Author here. I still endorse the post and have continued to find it pretty central to how I think about myself and nearby ecosystems.
I just submitted some major edits to the post. Changes include:
1. Name change (“Robust, Coherent Agent”)
After much hemming and hawing and arguing, I changed the name from “Being a Robust Agent” to “Being a Robust, Coherent Agent.” I’m not sure if this was the right call.
It was hard to pin down exactly one “quality” that the post was aiming at. Coherence was the single word that pointed towards “what sort of agent to become.” But I think “robustness” still points most clearly towards why you’d want to change. I added some clarifying remarks about that. In individual sentences I tend to refer to either “Robust Agents” or “Coherent agents” depending on what that sentence was talking about
Other options include “Reflective Agent” or “Deliberate Agent.” (I think once you deliberate on what sort of agent you want to be, you often become more coherent and robust, although not necessarily)

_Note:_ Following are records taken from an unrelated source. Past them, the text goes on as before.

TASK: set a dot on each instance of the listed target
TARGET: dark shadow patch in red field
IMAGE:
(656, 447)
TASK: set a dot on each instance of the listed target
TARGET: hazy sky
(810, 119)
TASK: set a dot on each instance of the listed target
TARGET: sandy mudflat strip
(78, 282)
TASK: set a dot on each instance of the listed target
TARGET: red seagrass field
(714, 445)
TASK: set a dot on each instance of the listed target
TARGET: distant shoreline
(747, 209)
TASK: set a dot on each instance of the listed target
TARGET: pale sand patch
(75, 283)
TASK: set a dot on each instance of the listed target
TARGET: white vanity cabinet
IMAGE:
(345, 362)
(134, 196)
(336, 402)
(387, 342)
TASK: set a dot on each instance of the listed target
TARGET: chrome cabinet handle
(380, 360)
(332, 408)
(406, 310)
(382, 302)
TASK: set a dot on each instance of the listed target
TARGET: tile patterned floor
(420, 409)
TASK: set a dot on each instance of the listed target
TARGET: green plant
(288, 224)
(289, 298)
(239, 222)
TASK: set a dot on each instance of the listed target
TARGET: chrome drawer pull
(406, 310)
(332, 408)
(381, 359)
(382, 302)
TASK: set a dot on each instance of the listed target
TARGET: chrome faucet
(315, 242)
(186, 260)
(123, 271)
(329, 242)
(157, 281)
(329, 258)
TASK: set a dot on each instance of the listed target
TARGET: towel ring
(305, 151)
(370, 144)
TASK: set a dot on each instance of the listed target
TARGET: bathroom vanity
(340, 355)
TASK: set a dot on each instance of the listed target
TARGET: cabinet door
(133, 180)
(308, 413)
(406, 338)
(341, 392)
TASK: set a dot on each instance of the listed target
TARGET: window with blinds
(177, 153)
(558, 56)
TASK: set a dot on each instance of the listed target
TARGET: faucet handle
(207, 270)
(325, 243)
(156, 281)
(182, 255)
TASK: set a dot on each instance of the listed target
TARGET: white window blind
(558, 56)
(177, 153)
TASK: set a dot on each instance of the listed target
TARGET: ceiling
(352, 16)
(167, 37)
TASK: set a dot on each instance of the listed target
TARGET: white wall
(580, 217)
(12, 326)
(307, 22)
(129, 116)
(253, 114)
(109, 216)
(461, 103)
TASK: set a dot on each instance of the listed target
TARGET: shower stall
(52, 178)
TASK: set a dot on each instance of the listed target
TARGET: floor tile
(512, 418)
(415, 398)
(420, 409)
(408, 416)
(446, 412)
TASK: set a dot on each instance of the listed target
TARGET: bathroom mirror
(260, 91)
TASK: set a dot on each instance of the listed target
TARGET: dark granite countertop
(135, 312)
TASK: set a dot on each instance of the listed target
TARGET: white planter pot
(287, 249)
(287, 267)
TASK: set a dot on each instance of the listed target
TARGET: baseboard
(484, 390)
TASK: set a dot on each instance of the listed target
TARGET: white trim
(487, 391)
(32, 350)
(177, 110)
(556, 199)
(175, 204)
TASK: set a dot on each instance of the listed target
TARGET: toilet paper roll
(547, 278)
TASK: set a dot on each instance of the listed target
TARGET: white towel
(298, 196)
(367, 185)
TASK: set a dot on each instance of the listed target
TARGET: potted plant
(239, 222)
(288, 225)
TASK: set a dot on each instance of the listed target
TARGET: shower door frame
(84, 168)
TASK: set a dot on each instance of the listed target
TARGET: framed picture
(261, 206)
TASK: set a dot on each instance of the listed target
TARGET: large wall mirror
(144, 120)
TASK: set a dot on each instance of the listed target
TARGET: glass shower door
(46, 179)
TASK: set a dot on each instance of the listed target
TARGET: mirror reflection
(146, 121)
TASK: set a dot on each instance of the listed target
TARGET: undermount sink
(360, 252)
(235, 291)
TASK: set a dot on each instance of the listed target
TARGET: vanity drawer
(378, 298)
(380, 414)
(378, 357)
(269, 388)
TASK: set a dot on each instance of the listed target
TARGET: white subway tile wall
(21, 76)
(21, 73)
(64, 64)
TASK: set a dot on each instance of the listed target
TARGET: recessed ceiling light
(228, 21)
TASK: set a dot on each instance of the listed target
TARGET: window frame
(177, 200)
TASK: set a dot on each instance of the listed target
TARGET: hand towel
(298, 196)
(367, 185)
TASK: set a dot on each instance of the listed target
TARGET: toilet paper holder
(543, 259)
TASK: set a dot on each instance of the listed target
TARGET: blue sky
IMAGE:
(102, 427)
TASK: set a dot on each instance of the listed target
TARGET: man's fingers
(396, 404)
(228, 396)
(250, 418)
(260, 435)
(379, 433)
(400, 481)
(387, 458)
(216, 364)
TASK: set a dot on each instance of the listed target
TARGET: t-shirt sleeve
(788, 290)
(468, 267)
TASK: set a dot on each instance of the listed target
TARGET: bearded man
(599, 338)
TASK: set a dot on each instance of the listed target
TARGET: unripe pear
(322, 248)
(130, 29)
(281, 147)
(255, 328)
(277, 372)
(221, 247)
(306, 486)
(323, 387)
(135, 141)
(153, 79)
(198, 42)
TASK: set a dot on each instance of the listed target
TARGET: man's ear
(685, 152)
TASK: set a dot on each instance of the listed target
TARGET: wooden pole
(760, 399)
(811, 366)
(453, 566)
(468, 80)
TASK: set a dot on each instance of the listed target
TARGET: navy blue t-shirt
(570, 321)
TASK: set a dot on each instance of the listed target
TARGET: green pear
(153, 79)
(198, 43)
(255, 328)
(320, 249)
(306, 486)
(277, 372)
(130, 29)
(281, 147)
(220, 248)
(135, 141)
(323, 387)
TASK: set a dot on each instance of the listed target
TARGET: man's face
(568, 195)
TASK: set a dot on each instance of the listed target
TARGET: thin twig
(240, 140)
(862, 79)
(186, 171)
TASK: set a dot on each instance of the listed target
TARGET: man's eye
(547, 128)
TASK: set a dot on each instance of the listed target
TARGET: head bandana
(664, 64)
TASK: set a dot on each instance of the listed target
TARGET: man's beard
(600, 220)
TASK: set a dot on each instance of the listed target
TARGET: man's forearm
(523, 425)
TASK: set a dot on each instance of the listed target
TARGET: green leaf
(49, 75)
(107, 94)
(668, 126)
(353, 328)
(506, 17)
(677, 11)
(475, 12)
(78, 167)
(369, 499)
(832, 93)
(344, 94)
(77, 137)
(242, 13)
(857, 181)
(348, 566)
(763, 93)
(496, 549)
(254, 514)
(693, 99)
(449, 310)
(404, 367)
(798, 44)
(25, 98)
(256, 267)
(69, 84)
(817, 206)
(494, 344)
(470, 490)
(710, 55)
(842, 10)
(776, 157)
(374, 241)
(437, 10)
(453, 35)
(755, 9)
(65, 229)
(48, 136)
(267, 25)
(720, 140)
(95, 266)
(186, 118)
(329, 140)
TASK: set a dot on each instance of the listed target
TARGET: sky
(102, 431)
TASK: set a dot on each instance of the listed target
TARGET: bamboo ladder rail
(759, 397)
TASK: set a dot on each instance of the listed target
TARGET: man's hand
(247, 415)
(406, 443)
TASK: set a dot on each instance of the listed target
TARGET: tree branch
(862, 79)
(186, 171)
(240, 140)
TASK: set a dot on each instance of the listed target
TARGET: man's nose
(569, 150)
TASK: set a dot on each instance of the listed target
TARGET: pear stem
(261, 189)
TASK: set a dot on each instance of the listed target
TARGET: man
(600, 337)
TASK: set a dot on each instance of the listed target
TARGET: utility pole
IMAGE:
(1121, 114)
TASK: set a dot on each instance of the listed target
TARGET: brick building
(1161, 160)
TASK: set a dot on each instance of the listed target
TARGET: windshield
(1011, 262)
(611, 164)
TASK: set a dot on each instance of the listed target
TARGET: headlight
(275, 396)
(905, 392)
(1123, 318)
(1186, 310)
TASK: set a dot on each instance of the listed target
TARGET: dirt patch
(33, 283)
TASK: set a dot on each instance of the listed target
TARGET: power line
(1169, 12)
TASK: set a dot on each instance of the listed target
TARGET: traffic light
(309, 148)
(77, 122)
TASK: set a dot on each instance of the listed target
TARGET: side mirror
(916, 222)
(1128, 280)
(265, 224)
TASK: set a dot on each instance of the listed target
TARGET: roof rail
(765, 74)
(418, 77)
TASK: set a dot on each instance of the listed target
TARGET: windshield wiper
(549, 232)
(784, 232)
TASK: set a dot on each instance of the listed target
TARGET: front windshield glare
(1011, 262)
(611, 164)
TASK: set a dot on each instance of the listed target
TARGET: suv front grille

Edit” Undid the name change, seemed like it was just a worse title.
2. Spelling out what exactly the strategy entails
Originally the post was vaguely gesturing at an idea. It seemed good to try to pin that idea down more clearly. This does mean that, by getting “more specific” it might also be more “wrong.” I’ve run the new draft by a few people and I’m fairly happy with the new breakdown:
Deliberate Agency
Gears Level Understanding of Yourself
Coherence and Consistency
Game Theoretic Soundness
But, if people think that’s carving the concept at the wrong joints, let me know.
3. “Why is this important?”
Zvi’s review noted that the post didn’t really argue why becoming a robust agent was so important.
Originally, I viewed the post as simply illustrating an idea rather than arguing for it, and… maybe that was fine. I think it would have been fine to “why” that for a followup post.
But I reflected a bit on why it seemed important to me, and ultimately thought that it was worth spelling it out more explicitly here. I’m not sure my reasons are the same as Zvi’s, or others. But, I think they are fairly defensible reasons. Interested if anyone has significantly different reasons, or thinks that the reasons I listed don’t make sense.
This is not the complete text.